When both girls were children, Jane was the star of the Hudson family, touring the country as Baby Jane. Audiences packed dance halls to watch her sing and dance in a double act with their father, while Blanche and their mother watched from the sidelines. Fame went to Jane's head, causing her to become abusive to their father and anyone else who tried to resist giving Jane whatever she wanted. Just over a decade later, the tables have turned, with Blanche finding a career as a movie star while Jane struggles to get her pictures released (financed only through the clause in Blanche's contracts stipulating her Jane receive a starring role for each of her sister's). Yet Blanche's time to shine is cut short by an accident that leaves her paralyzed from the waist down, bringing about a present day in which Blanche is confined to a wheelchair in her room, and a bitter, vindictive Jane tries to make her sister's life miserable.
Whatever Happened to Baby Jane? is sort of like the Heat of the 1960s, pairing Bette Davis and Joan Crawford (who, at the time, were both out of the spotlight) in a film that brought their off-screen rivalry to theaters. Rumors of romantic jealousy and a professional rivarly between the two actors had swirled for decades, and the promise of seeing them go head-to-head on the big screen made Baby Jane a must-see. 50 years later, the film has a reputation as a classic (possibly leaning toward cult), and Warner has decided to offer it up in both Blu-Ray and DVD Anniversary editions (more on this in the next section). The performances hold up, but some nagging issues muted the experience somewhat for this first-time viewer.
What I had heard of Baby Jane over the years had me expecting a different movie: a catty, bitter battle between two old crones about the glory days -- kind of like Sunsent Boulevard with two Norma Desmonds that hate each other (the overly grotesque cover art on this edition certainly doesn't help). In reality, it's more of a tragedy, with Blanche trying her best to do right by her sister and Jane doing whatever she can to resist her sister's kindness (I wonder if Davis thought it was "funny" that Crawford kept the martyr role and offered the "wacko" role to Davis). Despite all that's implied in putting two reportedly contentious actors together and giving them the opportunity to fight it out, the script isn't really written in a way that allows for sparks to fly; Jane is too crazy and Blanche too timid.

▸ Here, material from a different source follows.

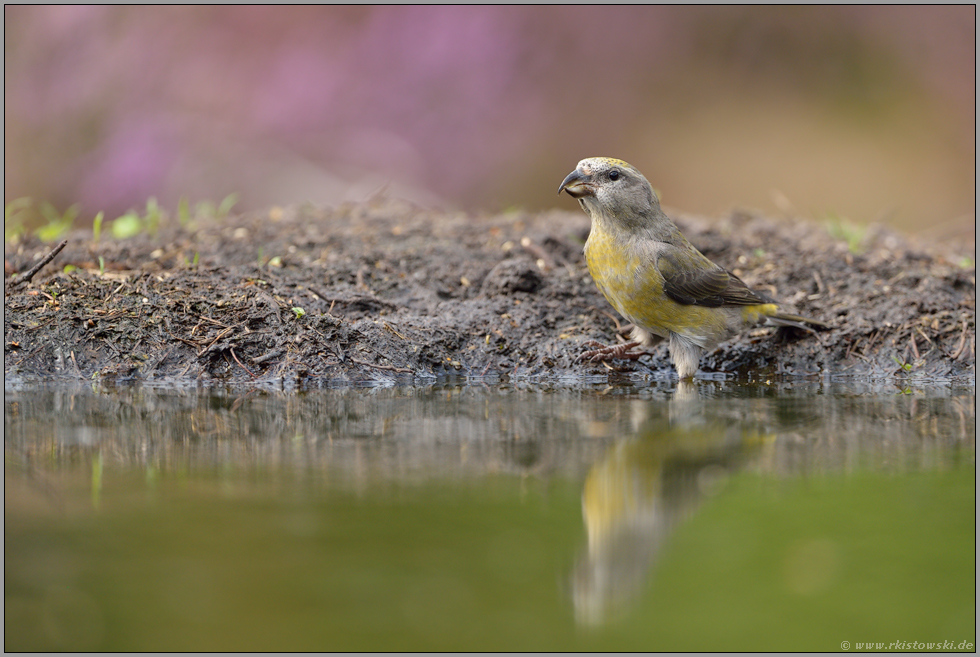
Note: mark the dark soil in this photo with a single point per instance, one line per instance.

Still, both women are excellent. Crawford's Blanche has a fragile sadness to her that makes the audience wince a little extra whenever Jane goes after her -- the perfect victim. She seems so helpless, it's no wonder she relates to the wimpy little caged bird she keeps in her room, but it's a helplessness that stems from her desperate desire to be nice to her sister. Of course, if one must take sides (and I think, in the spirit of the film, one must!), it's Davis who steals the show, starting out bitter and hateful and slowly adding more shades to Jane's insanity. She infuses her terrible performance of "A Letter For Daddy" with both the internal earnestness of the character and the subjective sadness of the result without breaking a sweat.

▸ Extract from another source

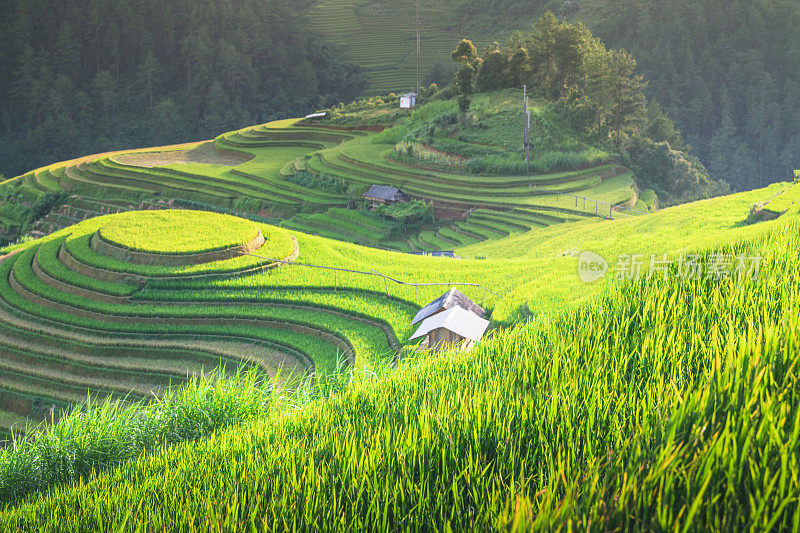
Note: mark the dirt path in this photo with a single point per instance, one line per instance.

What doesn't work so well about Baby Jane is the story, which requires three supporting characters (a doctor, a piano player, and worst of all, the sisters' housekeeper) to do three agonizingly stupid things in order for the story to continue. There's conveience and being na´ve, but the leaps of logic that screenwriter Lukas Heller and director Robert Aldrich require in a few segments goes far beyond suspension of disbelief. Even Blanche is surprisingly dim, attempting at least one strategy to get away from her sister that she executes in the least efficient way, then gives up on for a poor reason. There must be a way to rework these elements so less chance and stupidity are required, but in the finished product, they stick out like a gigantic sore thumb, significantly lowering the dramatic impact of the tragic story by making it clear too early that everyone's fate is sealed.

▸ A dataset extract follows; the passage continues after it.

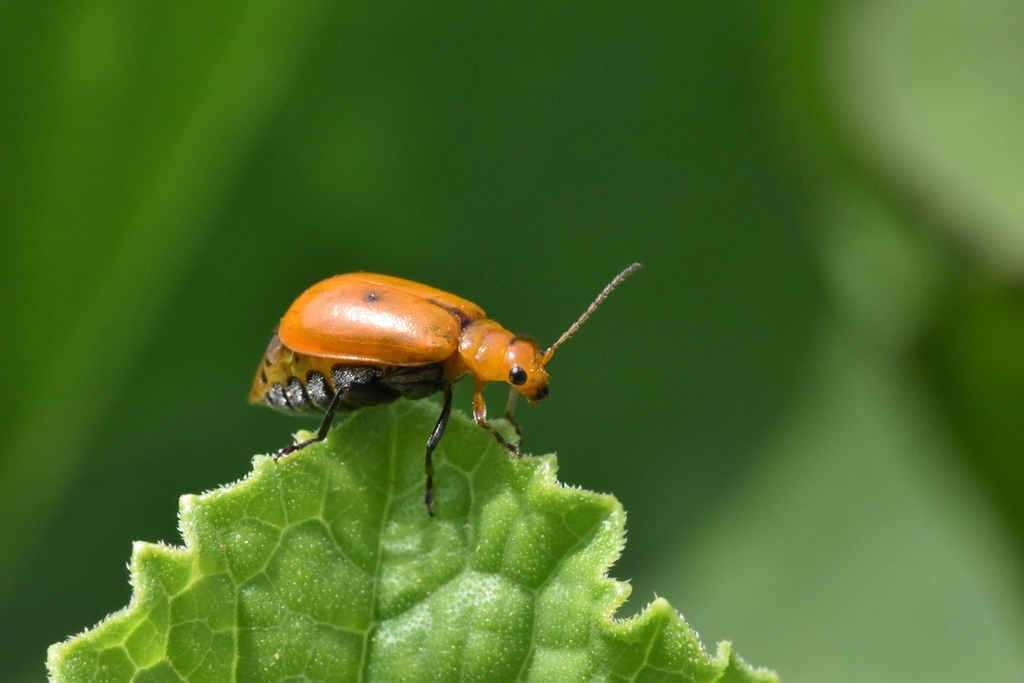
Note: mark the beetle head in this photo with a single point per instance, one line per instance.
(525, 369)
(492, 353)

The DVD, Video, Audio, and Extras
Warner Bros. provided DVDTalk with their "Anniversary Edition" DVD of What Ever Happened to Baby Jane?. It was released to coincide with the new Blu-Ray edition of Baby Jane. However, despite new cover art and a new "edition" title, the two discs inside this case are the same two discs released back in 2006 as a "Two-Disc Special Edition." I don't know if I'd normally be as bothered by a superficial re-release, but the change to the edition title is misleading, suggesting this two-disc set is updated to reflect something about the Blu-Ray (also an "Anniversary Edition"). They haven't even changed the disc art, which reflects the superior cover art on the previous edition of the DVD. Some research suggests that the old edition of Baby Jane has been out of print, but I have no way of knowing for how long.
In any case, this is the same 1.85:1 anamorphic widescreen transfer from 2006, accompanied by English and French Dolby Mono tracks. Special features include a commentary with Charles Busch and John Epperson and the featurettes "Bette and Joan: Blind Ambition" (29:44), "Behind the Scenes With Baby Jane" (6:36), "All About Bette" (48:07), "Film Profile: Joan Crawford" (28:33), and a clip from "The Andy Williams Show" with Davis (2:04), as well as the movie's original theatrical trailer.
Although parts of the film are frustrating, the allure for fans of Crawford or Davis to see the real-life rivals pair up is still strong. Newcomers without Blu-Ray players may be happy to have the film's fine two-disc set re-released on DVD, but this is exactly the same product released in 2006, with a different wrapper. Lightly recommended, if you fit the bill.